Hi, Redzone; for all the time and effort you're prepared to spend on this, have you considered frame-less mirror bypass doors? They're very attractive, thin, practical and relatively inexpensive. They also visually expand a room! 
Acme Exclusiv Closets & Doors - Closet,Doors,Windows & Mirror Specialist - Edmonton, Alberta
Cheers, eh!
-Dan


----------



## jlord (Nov 16, 2009)

DaninVan said:


> Hi, Redzone; for all the time and effort you're prepared to spend on this, have you considered frame-less mirror bypass doors? They're very attractive, thin, practical and relatively inexpensive.

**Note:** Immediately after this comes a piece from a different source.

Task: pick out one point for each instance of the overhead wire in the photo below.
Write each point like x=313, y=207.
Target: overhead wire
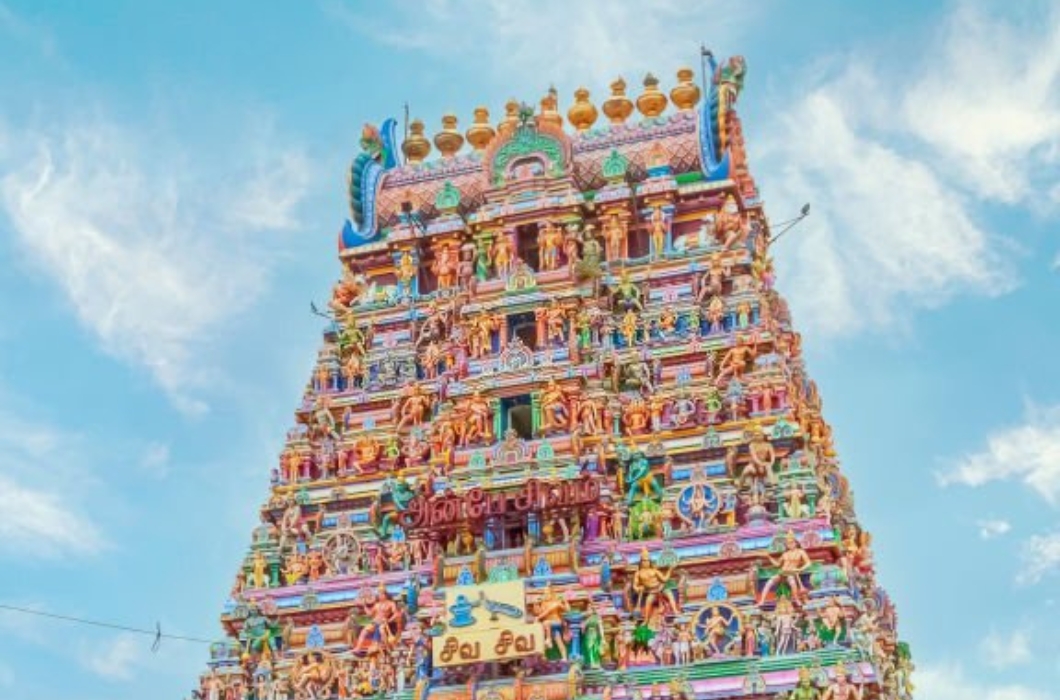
x=157, y=633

They also visually expand a room!
> Acme Exclusiv Closets & Doors - Closet,Doors,Windows & Mirror Specialist - Edmonton, Alberta
> Cheers, eh!
> -Dan


With a 9' opening they might be in the $200.00 price range.


----------



## DaninVan (Jan 1, 2012)

Aaron; that style _is _available as a _thinner closet door _unit; now that you've posted that link it makes more sense. 
Forget Home Depot, go to a lumberyard that deals with the needs of new home builders.
Doors are custom ordered for every project by the contractor, not off the shelf, although they'll definitely have some standard stuff in stock. Usually they'll supply the track and hanging hardware separately from the door blanks.
Good luck with this!
-Dan


----------



## DaninVan (Jan 1, 2012)

Sorry, as an afterthought, check out some new houses under construction; the contractor will hopefully tell you where he gets _his_ custom doors. The lumber company will often hang a 'Supplied By' sign somewhere on the site.


----------



## redzone (Sep 28, 2011)

My original thought was mirror doors but im not sure i want a wall of mirrors directly across from the bed. I dont plan on filming anything in there lol.


----------



## DaninVan (Jan 1, 2012)

Aaron, a wall of mirrors? Are you kidding me ? Your wife will nominate you for 'Man of the Year!' 
(Mind you, you may have trouble getting her back in the kitchen...lol)


----------



## jlord (Nov 16, 2009)

Yep. The wife will love the extra mirror space. Also makes the room look bigger. You can bring up the filming at a later date.


----------